Le Maroc avait déjà un fort besoin structurel de financement extérieur bien avant l’arrivée de la crise du Covid-19. La nécessité de relancer l’économie après un choc d'une telle ampleur ne fait qu’intensifier ce besoin. A l’instar de plusieurs pays de la région qui souffrent de la fuite des capitaux, il n’est pas certain que le Maroc puisse retourner tout de suite sur les marchés internationaux pour financer sa reconstruction. Mais sans doute à moyen terme, la recherche de rendements plus élevés reparaîtra au vu des taux d’intérêt extrêmement bas dans les pays avancés.
La bonne gestion des finances publiques, malgré des défis de la crise, deviendra ainsi déterminante pour continuer à attirer des investissements de portefeuille à moyen terme. De plus, une meilleure mobilisation de l'épargne intérieure par le développement du système financier local permettrait de réduire en partie la dépendance aux flux de capitaux étrangers, qui sont souvent trop erratiques. Bien sûr, attirer des capitaux étrangers de long-terme pour financer des projets générateurs de croissance serait l’alternative idéale à l’emprunt public. Dans cette optique, les investissements directs à l’étranger jouent un rôle clé pour assurer le financement de l’économie tout en permettant de monter en gamme par le transfert des technologies. J’aimerais souligner que le Maroc dispose d’une forte attractivité grâce au développement de son secteur manufacturier et à sa base industrielle relativement diversifiée.
Globalement, quelles leçons pour l’avenir tirez-vous de cette crise?

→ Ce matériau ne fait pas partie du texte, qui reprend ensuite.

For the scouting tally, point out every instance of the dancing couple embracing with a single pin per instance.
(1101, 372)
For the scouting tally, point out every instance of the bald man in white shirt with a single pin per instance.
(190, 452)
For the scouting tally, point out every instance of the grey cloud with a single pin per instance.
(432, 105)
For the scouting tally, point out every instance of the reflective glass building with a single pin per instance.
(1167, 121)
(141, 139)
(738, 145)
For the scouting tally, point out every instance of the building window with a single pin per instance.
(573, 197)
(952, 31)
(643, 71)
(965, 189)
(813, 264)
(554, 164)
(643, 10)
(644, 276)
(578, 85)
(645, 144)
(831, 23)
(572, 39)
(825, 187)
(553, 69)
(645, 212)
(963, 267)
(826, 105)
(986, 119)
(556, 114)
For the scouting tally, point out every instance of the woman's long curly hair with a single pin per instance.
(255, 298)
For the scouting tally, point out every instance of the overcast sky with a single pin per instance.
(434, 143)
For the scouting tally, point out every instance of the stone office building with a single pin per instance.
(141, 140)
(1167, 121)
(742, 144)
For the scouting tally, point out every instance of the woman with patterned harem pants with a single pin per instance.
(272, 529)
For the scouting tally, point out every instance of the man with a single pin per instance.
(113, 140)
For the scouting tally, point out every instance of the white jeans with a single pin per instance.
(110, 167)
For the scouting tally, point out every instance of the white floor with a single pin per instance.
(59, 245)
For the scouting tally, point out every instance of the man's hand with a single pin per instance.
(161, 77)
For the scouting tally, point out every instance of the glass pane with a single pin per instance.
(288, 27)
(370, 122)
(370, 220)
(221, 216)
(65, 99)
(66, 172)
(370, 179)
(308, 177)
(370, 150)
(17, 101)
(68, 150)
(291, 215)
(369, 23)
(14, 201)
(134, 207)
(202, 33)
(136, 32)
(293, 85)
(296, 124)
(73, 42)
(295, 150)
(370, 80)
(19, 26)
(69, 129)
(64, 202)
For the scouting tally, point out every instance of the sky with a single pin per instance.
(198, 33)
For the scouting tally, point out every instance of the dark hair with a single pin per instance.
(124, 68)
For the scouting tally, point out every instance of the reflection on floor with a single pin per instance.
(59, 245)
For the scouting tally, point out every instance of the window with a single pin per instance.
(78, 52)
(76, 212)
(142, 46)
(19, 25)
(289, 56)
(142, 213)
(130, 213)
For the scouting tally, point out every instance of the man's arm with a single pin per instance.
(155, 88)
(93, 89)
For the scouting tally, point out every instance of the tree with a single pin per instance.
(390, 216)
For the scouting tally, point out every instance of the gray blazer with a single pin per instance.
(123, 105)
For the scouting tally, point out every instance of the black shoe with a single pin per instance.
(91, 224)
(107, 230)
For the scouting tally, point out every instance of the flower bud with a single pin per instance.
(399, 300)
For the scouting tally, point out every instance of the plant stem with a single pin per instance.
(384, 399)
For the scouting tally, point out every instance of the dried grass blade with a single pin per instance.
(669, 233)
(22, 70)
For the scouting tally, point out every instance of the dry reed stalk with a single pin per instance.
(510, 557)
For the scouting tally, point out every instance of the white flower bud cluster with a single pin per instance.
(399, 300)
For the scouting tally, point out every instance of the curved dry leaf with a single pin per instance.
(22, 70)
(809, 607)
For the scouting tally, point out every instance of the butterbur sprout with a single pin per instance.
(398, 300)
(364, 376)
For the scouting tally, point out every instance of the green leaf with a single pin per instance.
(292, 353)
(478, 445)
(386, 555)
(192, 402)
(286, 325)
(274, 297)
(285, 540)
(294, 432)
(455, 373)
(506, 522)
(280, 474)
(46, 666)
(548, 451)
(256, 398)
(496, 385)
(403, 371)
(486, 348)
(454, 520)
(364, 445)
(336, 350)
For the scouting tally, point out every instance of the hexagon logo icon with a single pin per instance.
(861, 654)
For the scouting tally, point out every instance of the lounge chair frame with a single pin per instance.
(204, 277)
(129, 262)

La crise que nous traversons actuellement est bien différente de la crise de 2008-2009, qui provenait essentiellement de problèmes inhérents au système financier. La leçon principale de la crise financière avait été de renforcer la réglementation et de progresser dans l’assainissement du secteur financier tant dans les pays avancés que dans les pays en développement.
Cependant, une décennie plus tard, la crise du Covid-19 a mis au grand jour d’autres sources de vulnérabilités jusqu’alors sous-estimées, mais capables d’ébranler nos économies à l’échelle planétaire. Le risque sanitaire appartient à la catégorie des risques extrêmes, à laquelle nous pouvons aussi assimiler le risque de catastrophes naturelles. Jusqu’à présent, nous avions très peu intégré ce type de risques dans nos décisions économiques en raison de leur faible probabilité d’occurrence, et ce, malgré la gravité des dégâts associés.
La première leçon à tirer de cette crise serait d’intégrer ce type de risques dans le fonctionnement des secteurs privé et public. Ceci peut se faire de plusieurs manières. Du côté des entreprises, il faudrait renforcer les stratégies d’approvisionnement et de production pour mieux gérer et diversifier les risques. Il faudrait veiller à réduire la dépendance à un seul pays fournisseur et à un nombre limité de clients. Par ailleurs, le secteur de l’assurance se retrouve face au grand défi de proposer des produits qui couvrent ces risques extrêmes tout en proposant une tarification attractive.
Les Etats devraient aussi se fixer des priorités en termes de dépenses publiques pour prévenir, mais aussi mieux gérer, le risque sanitaire et environnemental. Ceci impliquerait un renforcement significatif des capacités du secteur de la santé, mais aussi des investissements massifs pour assurer la transition verte et la digitalisation de nos économies.